Die Blut-Hirn-Schranke ist eine physiologische Grenzschicht, die hochselektiv arbeitet und das Gehirn hiermit schützt: Zum einen werden Krankheitserreger oder Gifte effektiv am Eindringen in das Gehirn gehindert, zum anderen können jedoch benötigte Boten- und Nährstoffe sie ungehindert passieren. Diese Selektivität macht es für Mediziner schwierig, das Gehirn zu untersuchen oder zu behandeln, da Medikamente oder auch kontrastgebende Mittel für bildgebende Verfahren die Barriere nicht überwinden können.
Wissenschaftlerinnen und Wissenschaftler um Dr. Jana Hedrich, Prof. Dr. Heiko Luhmann und Prof. Dr. Tanja Weil haben nun in Kooperation mit der Universität Ulm sowie der Universitätsmedizin der Johannes-Gutenberg-Universität Mainz ein auf Nanodiamanten basierendes System auf ihre Eignung als Diagnose- und Therapieverfahren hin untersucht.

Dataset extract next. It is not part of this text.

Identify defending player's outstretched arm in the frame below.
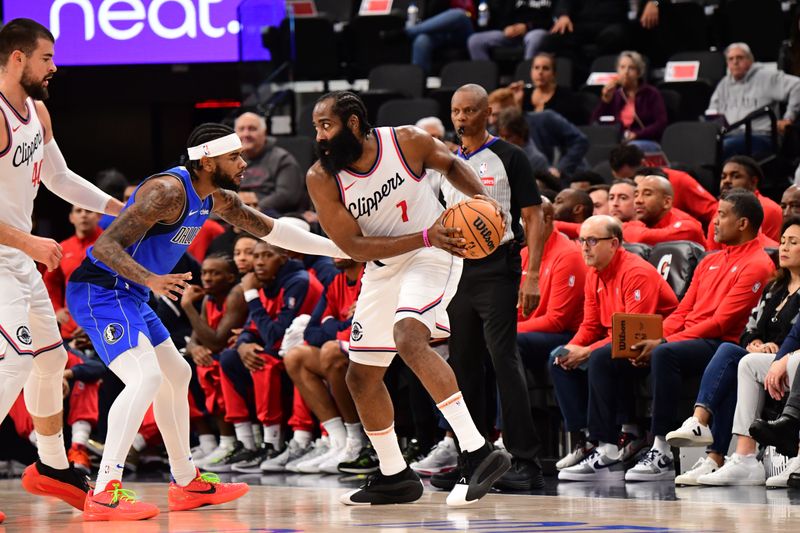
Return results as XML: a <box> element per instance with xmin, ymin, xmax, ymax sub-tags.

Nano-Diamanten mit einer Größe im Bereich eines millionstel Meters haben den Vorteil einer hohen Biokompatibilität: Sie sind für den Körper nicht abbaubar, sollten gut vertragen werden und eignen sich somit potentiell sowohl für Diagnose- wie auch Therapiezwecke. Für ihre Forschung haben die Wissenschaftlerinnen und Wissenschaftler die Diamanten auf zwei Weisen verändert: Eine Beschichtung mit einem Biopolymer, basierend auf dem häufigsten Protein des menschlichen Blutes „Serum Albumin“, ermöglicht die Aufnahme in das Gehirn und erlaubt es später, Medikamente mit dem Diamanten zu verbinden. „Diamanten sind chemisch nicht reaktiv – das heißt Medikamentenmoleküle anzubinden ist schwierig“, so Jana Hedrich und Tanja Weil. „Mit der Albumin-Beschichtung haben wir die Möglichkeit, eine stabile Beschichtung zu erzeugen und fast beliebige Medikamente daran anzubinden“.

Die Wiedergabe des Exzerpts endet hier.